Circulating Follistatin-like 3 and its Association with Postpartum Cardiac Dysfunction and Severe Maternal Morbidity

Abstract Body (Do not enter title and authors here): Background: Hypertensive disorders of pregnancy (HDP) is a leading cause of pregnancy-related mortality in the United States and an important risk factor for postpartum cardiovascular disease (CVD). Previous animal data suggested that FSTL3 expression may be pathogenic in the development of cardiovascular dysfunction. The incidence of CVD during pregnancy has been increasing over time, which highlights the need to identify biomarkers that affect the development of the disease. We therefore hypothesized that peripartum FSTL3 levels would be associated with postpartum cardiovascular dysfunction and maternal morbidity.

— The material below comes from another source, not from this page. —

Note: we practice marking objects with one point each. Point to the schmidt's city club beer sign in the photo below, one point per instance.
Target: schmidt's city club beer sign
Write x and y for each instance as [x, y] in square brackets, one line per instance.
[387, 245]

Methods: Pregnant patients age ≥ 18 years and singleton < 41 weeks with preeclampsia or superimposed preeclampsia who delivered at the University of Chicago between May 2017 and November 2020 were included in this observational cohort study. The primary outcome was cardiovascular dysfunction defined as postpartum hypertension, cardiomyopathy (confirmed with echocardiography and cardiology consult), and pulmonary edema (confirmed with chest radiography). The secondary outcome was severe maternal morbidity. Categorical data were assessed with chi-square or Fisher’s Exact test. The association between FSTL3 levels and postpartum CV dysfunction was assessed using multivariable logistic regression.


Results: Our study included 408 patients, of which 212 were diagnosed with HDP. The median age was 28 years old (IQR 23, 33), the median BMI was 33.4 (IQR 28.6, 39.3), and the majority were African American (67.1%). Elevated FSTL3 levels were associated with postpartum CV dysfunction (OR 1.02 [95% CI: 1.01, 1.04]; p < 0.001). After multivariable adjustment for delivery gestational age, maternal age, BMI, nulliparous, HDP, smoking, and diabetes, the association between FSTL3 and CVD persisted (p = 0.02). Table 1 outlines the association between FSTL3 and maternal/neonatal outcomes.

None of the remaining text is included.